Post Academic

Look Like You Want the Job

Image Source,Photobucket Uploader Firefox Extension,public domain wikimedia commonsDean Dad recently published an article explaining why he can’t answer the question “Can You Tell Me Why I Didn’t Get the Job?”

But he did drop a few hints about why some qualified people don’t get one of the precious few academic jobs that are available. One of those hints was this: “Your answer to x suggested that you’re settling for this job, and other candidates seemed actually to want it.”

One of the major issues with the academic job market is that there are so few jobs that people feel like they have to apply for everything. Then someone gets a job in a place they don’t like, and they spend half their time miserable and half their time trying to get out.

A smart interviewer or job search committee will be able to separate the candidates who are interested from the ones who just want a job, any job. So, if you want that job, whether it be an Ivory Tower job or a Hamster World job, you must look like you want it. Find out how after the jump!

Image from Reefer Madness from Wikimedia Commons, public domain.

Crank up the hype machine. Academics are the best at getting the scoop on potential employers, and we Hamsters could learn from them. But academics could learn how to promote themselves a little more. The tougher the job market, the more promotion you need to do. If you really want that job, start putting out feelers among friends, which will send the interview committee a signal that you’re one to watch.

Cancel the interview if you know you don’t want it. Practice interviews are a nice idea, but it’s not a nice idea to waste anyone’s time. Given the state of the academic job market, skip the interview with a school that doesn’t interest you. Someone else will gladly take your place.

Answer the location question with enthusiasm. Academics and Hamster People need to take special care when discussing the employer to which they are applying. That employer is the best employer in the universe. Even if it isn’t, so what? It still is. Sure, it seems fake, but nothing will doom your chances at getting a job faster than seeming like you’re looking down on a potential place of employment.

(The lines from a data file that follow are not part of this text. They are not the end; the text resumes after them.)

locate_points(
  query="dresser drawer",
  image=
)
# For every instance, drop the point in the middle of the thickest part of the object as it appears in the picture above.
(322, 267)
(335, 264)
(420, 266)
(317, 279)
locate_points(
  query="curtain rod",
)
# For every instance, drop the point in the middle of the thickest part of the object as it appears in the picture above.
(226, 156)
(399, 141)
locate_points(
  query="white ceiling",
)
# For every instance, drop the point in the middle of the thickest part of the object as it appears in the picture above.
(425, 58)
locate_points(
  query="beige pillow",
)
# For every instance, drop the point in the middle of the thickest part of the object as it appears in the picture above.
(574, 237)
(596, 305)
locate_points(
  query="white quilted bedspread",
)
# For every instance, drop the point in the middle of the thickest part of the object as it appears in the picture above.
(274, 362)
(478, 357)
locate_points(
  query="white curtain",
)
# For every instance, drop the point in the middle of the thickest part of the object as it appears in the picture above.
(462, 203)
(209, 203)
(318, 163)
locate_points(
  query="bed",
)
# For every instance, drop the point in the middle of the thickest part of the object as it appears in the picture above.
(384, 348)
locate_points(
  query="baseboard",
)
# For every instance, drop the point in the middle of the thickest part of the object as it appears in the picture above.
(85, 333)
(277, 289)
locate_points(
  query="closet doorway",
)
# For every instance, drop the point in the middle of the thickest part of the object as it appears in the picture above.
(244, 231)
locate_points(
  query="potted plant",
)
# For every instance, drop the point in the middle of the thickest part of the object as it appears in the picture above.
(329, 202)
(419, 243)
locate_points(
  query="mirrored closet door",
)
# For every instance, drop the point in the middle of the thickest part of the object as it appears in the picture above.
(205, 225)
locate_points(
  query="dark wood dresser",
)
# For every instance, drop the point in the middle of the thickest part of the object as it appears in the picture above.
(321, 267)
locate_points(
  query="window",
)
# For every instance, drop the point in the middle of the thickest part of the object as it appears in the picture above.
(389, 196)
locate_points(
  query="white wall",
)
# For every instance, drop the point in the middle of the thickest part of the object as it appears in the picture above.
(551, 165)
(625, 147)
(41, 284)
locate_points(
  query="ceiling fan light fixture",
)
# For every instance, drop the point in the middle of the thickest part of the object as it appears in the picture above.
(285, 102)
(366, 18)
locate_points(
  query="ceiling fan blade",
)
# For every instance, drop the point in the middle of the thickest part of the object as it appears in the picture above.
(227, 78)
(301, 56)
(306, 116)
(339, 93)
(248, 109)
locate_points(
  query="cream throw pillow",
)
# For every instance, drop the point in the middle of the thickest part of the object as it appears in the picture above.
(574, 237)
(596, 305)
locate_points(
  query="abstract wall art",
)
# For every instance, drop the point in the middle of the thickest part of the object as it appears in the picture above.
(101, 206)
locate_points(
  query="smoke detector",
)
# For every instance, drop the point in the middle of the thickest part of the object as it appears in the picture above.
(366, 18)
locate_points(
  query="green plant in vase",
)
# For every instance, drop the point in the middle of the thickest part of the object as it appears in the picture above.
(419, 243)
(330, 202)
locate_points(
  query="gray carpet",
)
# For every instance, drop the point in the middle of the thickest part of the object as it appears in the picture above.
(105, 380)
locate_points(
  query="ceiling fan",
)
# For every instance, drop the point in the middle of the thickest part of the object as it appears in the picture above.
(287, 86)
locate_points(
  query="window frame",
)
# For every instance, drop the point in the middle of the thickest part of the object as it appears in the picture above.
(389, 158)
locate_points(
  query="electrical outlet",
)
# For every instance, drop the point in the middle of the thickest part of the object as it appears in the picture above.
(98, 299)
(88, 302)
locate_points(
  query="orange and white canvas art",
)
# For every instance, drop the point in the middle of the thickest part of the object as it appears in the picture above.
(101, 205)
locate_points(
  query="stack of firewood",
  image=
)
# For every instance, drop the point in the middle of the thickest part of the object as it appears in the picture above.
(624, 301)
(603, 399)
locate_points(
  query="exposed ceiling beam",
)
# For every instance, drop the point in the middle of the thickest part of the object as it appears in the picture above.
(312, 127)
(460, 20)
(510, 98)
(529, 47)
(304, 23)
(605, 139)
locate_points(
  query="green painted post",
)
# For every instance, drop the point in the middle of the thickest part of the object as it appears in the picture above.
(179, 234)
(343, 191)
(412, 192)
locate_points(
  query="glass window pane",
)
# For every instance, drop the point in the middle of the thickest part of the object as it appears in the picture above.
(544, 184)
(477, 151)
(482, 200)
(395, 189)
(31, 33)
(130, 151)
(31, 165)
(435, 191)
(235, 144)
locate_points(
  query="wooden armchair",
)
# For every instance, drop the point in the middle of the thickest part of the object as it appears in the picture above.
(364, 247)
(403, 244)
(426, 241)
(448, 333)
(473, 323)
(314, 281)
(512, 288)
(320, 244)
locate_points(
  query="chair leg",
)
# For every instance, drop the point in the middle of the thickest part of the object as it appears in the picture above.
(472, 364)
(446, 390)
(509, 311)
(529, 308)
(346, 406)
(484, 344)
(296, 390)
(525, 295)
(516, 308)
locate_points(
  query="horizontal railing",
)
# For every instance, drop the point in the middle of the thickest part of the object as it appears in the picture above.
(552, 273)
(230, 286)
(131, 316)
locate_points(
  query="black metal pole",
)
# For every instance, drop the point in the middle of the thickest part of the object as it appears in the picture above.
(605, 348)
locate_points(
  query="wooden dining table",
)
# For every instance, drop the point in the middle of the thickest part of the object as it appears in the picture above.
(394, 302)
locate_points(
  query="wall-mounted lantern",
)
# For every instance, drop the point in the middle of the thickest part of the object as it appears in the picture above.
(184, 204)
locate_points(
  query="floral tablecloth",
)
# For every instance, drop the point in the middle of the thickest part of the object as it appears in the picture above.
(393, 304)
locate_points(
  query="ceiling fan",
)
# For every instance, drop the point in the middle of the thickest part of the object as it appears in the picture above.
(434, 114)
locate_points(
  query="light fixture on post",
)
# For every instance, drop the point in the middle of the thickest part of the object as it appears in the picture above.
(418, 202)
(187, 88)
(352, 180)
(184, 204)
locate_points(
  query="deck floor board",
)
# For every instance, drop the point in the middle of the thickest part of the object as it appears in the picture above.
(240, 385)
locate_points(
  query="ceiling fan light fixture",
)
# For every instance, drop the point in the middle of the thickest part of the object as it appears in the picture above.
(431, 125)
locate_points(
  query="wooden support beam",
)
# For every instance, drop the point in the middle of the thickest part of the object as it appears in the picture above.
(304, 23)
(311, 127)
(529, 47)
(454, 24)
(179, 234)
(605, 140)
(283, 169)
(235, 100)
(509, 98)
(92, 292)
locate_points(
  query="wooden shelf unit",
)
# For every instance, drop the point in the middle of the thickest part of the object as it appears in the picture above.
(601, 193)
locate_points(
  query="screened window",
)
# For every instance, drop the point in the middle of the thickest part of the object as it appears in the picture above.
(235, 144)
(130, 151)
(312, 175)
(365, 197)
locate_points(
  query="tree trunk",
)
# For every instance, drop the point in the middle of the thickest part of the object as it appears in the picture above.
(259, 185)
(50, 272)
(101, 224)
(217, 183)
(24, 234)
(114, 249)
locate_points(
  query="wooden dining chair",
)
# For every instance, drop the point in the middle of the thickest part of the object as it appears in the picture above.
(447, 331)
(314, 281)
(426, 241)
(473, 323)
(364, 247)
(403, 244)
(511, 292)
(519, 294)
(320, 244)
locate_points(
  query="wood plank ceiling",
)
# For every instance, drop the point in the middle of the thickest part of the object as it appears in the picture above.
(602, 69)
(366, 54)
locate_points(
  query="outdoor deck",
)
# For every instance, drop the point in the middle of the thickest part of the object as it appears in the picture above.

Beware the proverbial chip on the shoulder. If you aren’t looking down and wouldn’t dream of leaving that impression, you still need to spell out that you are genuinely interested in the school and wouldn’t mind working there for the long haul. Some people get defensive about where they live (Exhibit A: Bostonians after they feel insulted by New Yorkers), or they get defensive about their schools, and they might be overly sensitive. You may find a comment innocuous, but the interviewers may be offended beyond belief. If you can avoid any value judgments or broad assumptions about small towns or urban centers or anything of that nature, you will be well on your way to impressing an interviewer.